New BLM report may alter drilling debate

Federal land managers will issue a long-awaited report today detailing how much of the country’s onshore oil and gas are available for drilling — data that could shape the debate over land-use restrictions on energy companies seeking access to prized reserves.

The report comes three years after a study commissioned by a 2000 energy bill found that more than 80 percent of the reserves is already available for development.

That assessment was popular with environmentalists, who use it to argue that the industry does not need special breaks to get access oil and gas under federal lands, some of it locked beneath pristine Rocky Mountain wild lands.

But energy companies said the earlier study didn’t tell the full story, and they lobbied for an updated tally, which was mandated by the Energy Policy Act of 2005.

Environmentalists and industry advocates expect the new inventory to show that energy companies face more restrictions than the Bureau of Land Management previously reported.

The updated study examines a wider geographic area, including regions east of the Mississippi River and a northern Alaska basin that includes the Arctic National Wildlife Refuge, said Matt Spangler, a BLM spokesman. Lawmakers have battled for 25 years over whether to tap vast oil reserves on the 19 million-acre Alaska refuge.

The new study also considers the effect of conditions placed on drilling permits, such as restrictions on wintertime drilling to protect elk and deer.
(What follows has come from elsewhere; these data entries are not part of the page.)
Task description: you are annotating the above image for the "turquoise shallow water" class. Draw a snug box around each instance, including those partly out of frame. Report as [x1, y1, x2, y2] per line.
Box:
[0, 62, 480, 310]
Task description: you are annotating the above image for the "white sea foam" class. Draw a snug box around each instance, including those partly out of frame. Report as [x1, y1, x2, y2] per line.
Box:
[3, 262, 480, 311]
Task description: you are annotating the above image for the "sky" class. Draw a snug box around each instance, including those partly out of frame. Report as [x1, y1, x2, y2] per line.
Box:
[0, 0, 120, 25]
Industry lobbyists have long argued they face troublesome bureaucratic hurdles to get access to domestic oil and gas resources. The new report could give them added ammunition when talking to lawmakers and agency officials about streamlining the permitting process.

“It will absolutely help in giving policy makers a better understanding of what (drillers) are facing,” said Dan Naatz, an Independent Petroleum Association of America vice president.
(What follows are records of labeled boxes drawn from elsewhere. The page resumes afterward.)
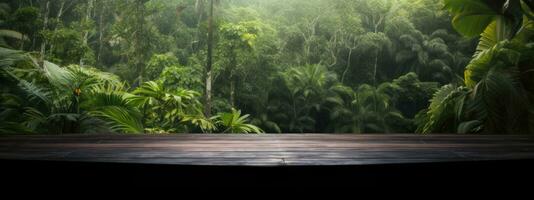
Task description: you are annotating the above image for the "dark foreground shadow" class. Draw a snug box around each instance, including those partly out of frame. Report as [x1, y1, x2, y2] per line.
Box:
[0, 160, 534, 188]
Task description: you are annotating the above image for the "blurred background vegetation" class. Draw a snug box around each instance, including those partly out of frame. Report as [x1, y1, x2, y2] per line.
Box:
[0, 0, 534, 134]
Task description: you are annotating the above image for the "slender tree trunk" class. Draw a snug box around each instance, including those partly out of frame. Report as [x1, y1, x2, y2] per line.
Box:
[39, 0, 50, 68]
[50, 0, 66, 58]
[204, 0, 213, 117]
[341, 48, 353, 84]
[80, 0, 94, 67]
[96, 1, 106, 63]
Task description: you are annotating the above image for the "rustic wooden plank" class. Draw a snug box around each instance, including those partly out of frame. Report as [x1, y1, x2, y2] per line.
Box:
[0, 134, 534, 166]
But environmentalists, who have worked to stave off drilling in areas proposed for protection, fear the report will be slanted toward industry.

“I hope we won’t have an example of the Bush administration interfering with science for political reasons, but I’m afraid that’s what we’re going to be seeing here,” said Dave Alberswerth of the Wilderness Society.

BLM Director Kathleen Clarke will unveil the new inventory in a conference call with reporters this afternoon.

The 2003 study focused on resources in Western states from New Mexico to Montana, including the greater Green River and Powder River basins. The new inventory analyzes the extent to which oil and gas beneath 99 million acres of federal lands are available for leasing. It includes land in Florida, the deep South and the Appalachian Mountains, from Tennessee to New York.